Actually, Mike, there was. Were. Those words were spelled differently, but there was a conception, in many cultures, of a place of final judgment that people went to after death as a punishment for the evil they did in life.
I believe Jesus described it most accurately when He referred to having your soul and spirit divided after death.
The word ‘Hell’ did not exist in the days when the scriptures were written.
It didn’t emerge until the KJV took three completely dissimilar words and loosely translated each of them to mean something that medieval paganism had invented and labelled as ‘Hell’
The Youngs Literal translation uses only the three original words.
The simple one to understand is the word Hades (Sheol in the Old Testament Hebrew) meaning the ‘Grave’ (used 11 times in the New Testament)
The one which is of greatest significance to us is ‘Gehenna (used 12 times in the new testament)
Of the twelve instances where Gehenna is used, one can discount James 3:6 (which is likening it to man’s tongue) and concentrate on the other 11 (all found only in the Matthew, Mark, and Luke, Gospels)
So I give them below so that readers can carefully consider what the writers were meaning when they likened something to Gehenna.
Each of the writers was Jewish.
Each of the writers knew perfectly well what Hades (Sheol in Hebrew) meant.
None had ever heard of ‘Hell’.
All they knew was the Jewish legend of a geographical site named Gehenna (or the Valley of Hinnom) which was one of the two principal valleys surrounding the Old City of Jerusalem, where idolatrous Jews sacrificed their children to the god Molech, and where the dead bodies of animals and of criminals, and rubbish, were all cast and consumed by a constant fire. (probably the combustive heat of decomposition)

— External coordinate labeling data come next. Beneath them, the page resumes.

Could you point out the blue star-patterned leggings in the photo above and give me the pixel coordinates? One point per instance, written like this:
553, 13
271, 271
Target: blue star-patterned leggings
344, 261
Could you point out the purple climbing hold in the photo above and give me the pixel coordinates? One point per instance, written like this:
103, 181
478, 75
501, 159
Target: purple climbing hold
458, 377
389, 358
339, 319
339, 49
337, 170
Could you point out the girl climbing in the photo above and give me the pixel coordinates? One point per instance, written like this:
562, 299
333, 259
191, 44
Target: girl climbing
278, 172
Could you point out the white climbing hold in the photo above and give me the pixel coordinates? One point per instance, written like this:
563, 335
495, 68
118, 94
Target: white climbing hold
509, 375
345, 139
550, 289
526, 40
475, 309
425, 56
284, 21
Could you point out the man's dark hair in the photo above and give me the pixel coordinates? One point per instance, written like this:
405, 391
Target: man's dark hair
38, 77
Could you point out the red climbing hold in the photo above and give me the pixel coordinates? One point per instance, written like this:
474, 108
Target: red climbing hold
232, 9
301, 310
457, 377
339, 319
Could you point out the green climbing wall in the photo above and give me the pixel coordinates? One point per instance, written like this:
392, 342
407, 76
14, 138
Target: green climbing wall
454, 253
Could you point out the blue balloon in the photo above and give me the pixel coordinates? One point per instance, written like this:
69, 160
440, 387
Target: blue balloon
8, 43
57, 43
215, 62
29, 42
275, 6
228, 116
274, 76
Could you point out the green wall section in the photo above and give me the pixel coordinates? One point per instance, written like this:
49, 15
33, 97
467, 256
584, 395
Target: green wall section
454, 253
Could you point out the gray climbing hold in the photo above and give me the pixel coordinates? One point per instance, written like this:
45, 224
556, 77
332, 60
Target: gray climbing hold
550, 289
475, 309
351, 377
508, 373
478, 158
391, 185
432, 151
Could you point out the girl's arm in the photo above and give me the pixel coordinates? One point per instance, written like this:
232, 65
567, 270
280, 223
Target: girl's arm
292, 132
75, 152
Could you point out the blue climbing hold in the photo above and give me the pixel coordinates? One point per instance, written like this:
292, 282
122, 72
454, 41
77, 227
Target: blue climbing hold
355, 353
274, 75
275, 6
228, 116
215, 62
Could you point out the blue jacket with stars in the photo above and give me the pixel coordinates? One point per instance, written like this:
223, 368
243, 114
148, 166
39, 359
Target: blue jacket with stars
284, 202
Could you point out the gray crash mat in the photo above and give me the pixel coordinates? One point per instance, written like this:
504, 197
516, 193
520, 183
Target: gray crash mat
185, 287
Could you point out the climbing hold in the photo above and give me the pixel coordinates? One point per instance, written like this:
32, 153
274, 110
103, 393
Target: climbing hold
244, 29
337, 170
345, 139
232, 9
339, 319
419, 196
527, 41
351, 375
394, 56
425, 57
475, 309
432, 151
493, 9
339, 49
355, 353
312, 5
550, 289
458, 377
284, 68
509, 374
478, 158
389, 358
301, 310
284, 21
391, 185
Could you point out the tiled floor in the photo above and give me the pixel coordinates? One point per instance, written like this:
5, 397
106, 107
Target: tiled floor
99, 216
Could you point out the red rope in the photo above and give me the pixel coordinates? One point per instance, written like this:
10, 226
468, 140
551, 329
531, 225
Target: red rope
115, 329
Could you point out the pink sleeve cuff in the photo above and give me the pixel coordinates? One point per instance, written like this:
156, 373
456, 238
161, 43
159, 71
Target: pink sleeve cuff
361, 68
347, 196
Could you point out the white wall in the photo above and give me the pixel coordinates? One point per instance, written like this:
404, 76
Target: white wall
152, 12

So here are all of the eleven quotes.
Matthew 5:22
Matthew 5:29
Matthew 5:30
Matthew 10:28
Matthew 18:9
Matthew 23:15
Matthew 23:33
Mark 9:43
Mark 9:45
Mark 9:47
Luke 12:5
The odd man out is Tartarus, used only once in 2Peter 2:4
Eventually in Jewish tradition Gehenna became the image of the place of everlasting destruction with a 'gate' which led down to a molten lake of fire.
And that is what was referred to as Tartarus and is what John would have been remembering when he wrote Revelation
I submit that the Gospel writers were not talking of a Literal ‘Gehenna’ but had to be talking symbolically of something that they assumed existed without knowing of its details.
Do we accept the Pagan interpretation?
Or do we leave the unknown in the hands of God?
God to you, is how you see him.
Penal, vengeful, and barbaric, raising someone from the dead in order to torment them for eternity, if you must.